From Cuba, Fidel Castro hailed his long-time friend's return home. He said a long and anxious wait is over for the Venezuelan people, thanks to Chavez's "stunning physical stamina and the total dedication of the doctors" who treated him in Havana. That medical team accompanied Chavez back home.
Ecuadoran President Rafael Correa, himself re-elected Sunday and a close Chavez ally, said he had received congratulations from Chavez and joked he was peeved with him.
"I really, really appreciate your congratulations, Commander Chavez, but I am angry. Forget about me and get some rest," Correa said. "Venezuela, your beloved Latin America and we your friends all need you."
The 58-year-old Chavez, who has been in power for more than 14 years, had declared himself free of cancer after earlier rounds of surgery and treatment and went on to win another six year term in elections last October.
But he later suffered a relapse, and after the latest surgery on December 11 in Havana he was still too sick to come back to Venezuela for his scheduled inauguration on January 10.
The inauguration has been postponed indefinitely, and Vice President Nicolas Maduro, Chavez's handpicked political heir, has essentially been running Venezuela in Chavez's absence.
Conservative opposition leader Henrique Capriles, whom Chavez defeated in the October elections, tweeted: "May the return of president mean that Mr.

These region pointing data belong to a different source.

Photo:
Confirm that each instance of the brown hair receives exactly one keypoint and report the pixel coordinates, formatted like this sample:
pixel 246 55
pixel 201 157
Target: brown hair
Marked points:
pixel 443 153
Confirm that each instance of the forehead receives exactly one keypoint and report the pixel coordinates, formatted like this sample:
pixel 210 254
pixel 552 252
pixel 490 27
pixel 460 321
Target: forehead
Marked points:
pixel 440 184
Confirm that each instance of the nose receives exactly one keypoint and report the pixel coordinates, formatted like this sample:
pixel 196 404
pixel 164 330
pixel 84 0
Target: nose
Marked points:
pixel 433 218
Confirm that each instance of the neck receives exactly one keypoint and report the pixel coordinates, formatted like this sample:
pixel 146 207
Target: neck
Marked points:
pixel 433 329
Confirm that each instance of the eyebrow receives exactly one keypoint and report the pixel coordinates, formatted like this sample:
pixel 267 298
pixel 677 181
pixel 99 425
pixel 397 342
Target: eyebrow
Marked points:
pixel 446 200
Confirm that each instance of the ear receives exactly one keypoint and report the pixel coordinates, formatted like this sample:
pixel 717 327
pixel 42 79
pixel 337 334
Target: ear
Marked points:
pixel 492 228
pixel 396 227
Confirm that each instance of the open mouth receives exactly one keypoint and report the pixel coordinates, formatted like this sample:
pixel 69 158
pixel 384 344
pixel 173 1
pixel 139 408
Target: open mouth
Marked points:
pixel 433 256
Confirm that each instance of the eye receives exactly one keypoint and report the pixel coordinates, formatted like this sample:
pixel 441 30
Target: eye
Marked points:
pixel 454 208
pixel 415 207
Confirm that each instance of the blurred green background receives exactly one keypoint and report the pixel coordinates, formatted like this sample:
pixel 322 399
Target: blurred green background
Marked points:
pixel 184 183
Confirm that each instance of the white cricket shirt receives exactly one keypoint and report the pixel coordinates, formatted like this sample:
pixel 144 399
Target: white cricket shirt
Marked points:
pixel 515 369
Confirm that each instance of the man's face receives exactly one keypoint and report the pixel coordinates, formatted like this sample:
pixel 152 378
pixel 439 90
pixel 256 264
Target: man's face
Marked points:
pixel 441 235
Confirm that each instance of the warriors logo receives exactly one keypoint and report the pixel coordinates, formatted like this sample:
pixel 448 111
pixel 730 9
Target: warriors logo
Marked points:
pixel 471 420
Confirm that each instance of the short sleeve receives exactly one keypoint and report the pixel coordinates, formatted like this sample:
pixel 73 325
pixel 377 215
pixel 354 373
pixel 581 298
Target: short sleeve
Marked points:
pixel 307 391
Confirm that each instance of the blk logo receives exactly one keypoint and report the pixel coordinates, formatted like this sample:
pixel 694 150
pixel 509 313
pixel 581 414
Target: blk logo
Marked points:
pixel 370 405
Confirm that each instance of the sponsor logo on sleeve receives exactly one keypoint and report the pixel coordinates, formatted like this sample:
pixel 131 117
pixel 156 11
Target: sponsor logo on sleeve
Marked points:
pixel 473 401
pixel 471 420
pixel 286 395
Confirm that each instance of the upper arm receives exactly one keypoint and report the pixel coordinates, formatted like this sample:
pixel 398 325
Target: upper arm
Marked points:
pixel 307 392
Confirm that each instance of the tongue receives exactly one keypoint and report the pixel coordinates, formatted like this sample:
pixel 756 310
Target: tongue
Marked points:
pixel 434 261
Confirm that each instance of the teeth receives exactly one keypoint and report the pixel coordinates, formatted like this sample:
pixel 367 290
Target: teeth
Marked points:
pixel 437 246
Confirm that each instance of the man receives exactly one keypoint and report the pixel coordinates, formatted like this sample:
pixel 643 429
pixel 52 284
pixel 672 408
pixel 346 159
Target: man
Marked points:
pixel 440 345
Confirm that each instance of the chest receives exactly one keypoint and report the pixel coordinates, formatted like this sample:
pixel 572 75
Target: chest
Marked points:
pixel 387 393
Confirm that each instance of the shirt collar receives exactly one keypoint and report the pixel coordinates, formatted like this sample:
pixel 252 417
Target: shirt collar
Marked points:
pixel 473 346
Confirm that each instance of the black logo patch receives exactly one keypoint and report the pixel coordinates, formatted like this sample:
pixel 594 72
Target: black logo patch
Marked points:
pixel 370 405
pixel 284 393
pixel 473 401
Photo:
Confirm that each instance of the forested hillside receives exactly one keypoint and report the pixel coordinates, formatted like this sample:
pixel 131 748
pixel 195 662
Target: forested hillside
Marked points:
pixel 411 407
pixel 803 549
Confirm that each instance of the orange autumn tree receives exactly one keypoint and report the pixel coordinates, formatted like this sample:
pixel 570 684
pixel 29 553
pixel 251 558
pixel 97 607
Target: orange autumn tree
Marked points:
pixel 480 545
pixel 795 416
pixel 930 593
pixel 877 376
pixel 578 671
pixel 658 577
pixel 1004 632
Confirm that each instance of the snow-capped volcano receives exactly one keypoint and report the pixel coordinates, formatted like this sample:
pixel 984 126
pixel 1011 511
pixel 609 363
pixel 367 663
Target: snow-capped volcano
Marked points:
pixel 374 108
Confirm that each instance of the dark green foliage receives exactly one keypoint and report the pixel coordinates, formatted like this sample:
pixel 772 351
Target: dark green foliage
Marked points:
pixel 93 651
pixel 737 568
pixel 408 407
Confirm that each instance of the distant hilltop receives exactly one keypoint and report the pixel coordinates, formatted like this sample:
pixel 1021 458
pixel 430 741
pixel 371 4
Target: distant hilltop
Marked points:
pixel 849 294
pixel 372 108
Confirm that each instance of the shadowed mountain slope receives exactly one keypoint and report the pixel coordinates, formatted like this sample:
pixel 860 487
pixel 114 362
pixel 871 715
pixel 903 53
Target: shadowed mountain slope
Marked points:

Maduro and the ministers will get down to work. There are many, many problems to resolve."
Pollster Luis Vicente Leon said uncertainty remains over the prospect of early elections -- they would be called if Chavez dies or is declared incapacitated.
But with his return, support for Maduro will grow even more, Leon said.
A poll released Sunday said that if elections were held now between Maduro and Capriles, the former would win by 14 percentage points.
Opposition parties insist Chavez's term ended January 10 and that if he cannot start a new one in person, an interim president should be named pending a decision on whether Chavez should be declared incapacitated, in which case a new election would be called quickly.
But throughout his illness, Chavez avoided relinquishing power, and the National Assembly had voted to grant him unlimited leave to undergo medical treatment outside of the country.
In his Twitter message, Chavez also expressed his gratitude to Cuba and its leaders for their assistance in his medical treatment.
"Thank you Fidel, Raul and everybody in Cuba," he wrote, referring to Cuban leaders Fidel and Raul Castro. "And thank you, Venezuela, for so much love."
As before, he underscored his belief in God and hopes for complete recovery.
"I am holding on to Jesus Christ and trust my doctors and nurses," the president said. "As always, see you in victory. We will live and we will win."